A fireplace hearth is literally the beginning of a fireplace. It sits in the front for all to see and provides a warm place to relax and enjoy the fire. You can use many methods and different types of materials to build your hearth, each with their own benefits and draw-backs.
A prefab hearth comes with the surface that will be the most visible; you will still need to construct the underside yourself. This is usually comprised of two layers: plywood and cement board. Once you have these in place, you're ready to install the top layer. This will come with installation instructions, as well as all the materials you will need to get it in place. You can purchase prefab hearths with almost any appearance you want, from marble and stone to various types of wood. These are the easiest hearths to install.
Hearths from Scratch
Building a hearth from scratch is a much more complicated, involved process. The bottom two layers remain the same plywood and concrete board, however you will need an additional thin layer of concrete to set your materials in. How complicated the material gathering is depends on how involved and customized you want your hearth to be. You can find materials like granite or ceramic tile in hardware stores, primarily, however others, such as slate or other various types of rock, can be found in quarries, river beds, or any other place that rock can be found. If you do choose to go this route, you will need to make sure the rock you get will fit together in the space you require, and also that it has good integrity. The last thing you want is to complete the installation, light up your fireplace, and then watch your hearth crack into pieces from the heat.
Granite is the choice for more upscale looking fireplaces. It has a classy feel to it and is easy to work with and is very durable, however it is one of the most expensive materials you can buy.

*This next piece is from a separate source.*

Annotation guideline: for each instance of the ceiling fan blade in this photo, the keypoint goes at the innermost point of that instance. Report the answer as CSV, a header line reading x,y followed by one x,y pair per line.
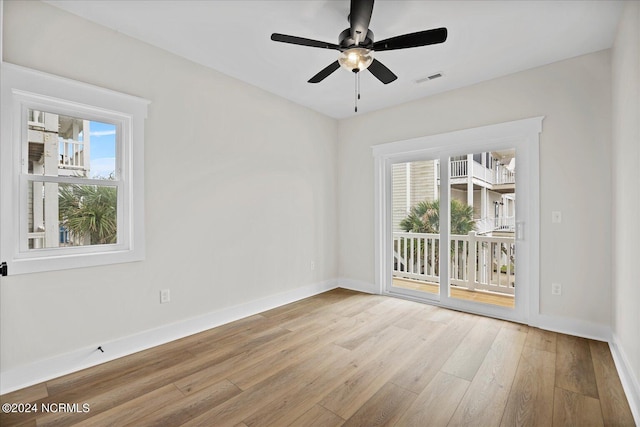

Tile, depending on the type you use, can be cheap or expensive. Out of all the possible materials you can use for your hearth, tile has the most versatile appearance; you can find tile to match the color scheme of any room in any house. It is relatively easy to work with, however it can be fragile once installed. Be careful not to drop your fireplace poker on it.
Slate is tricky to work with. It's hard to judge the integrity just by looking at the surface. A slab that looks fine outdoors may easily crack in half when exposed to heat. Your best bet when using slate is to purchase pieces from a hardware store, rather than picking pieces from outside.
Brick is one of the slower, more tedious materials to install, but it's also one of the cheapest and most durable.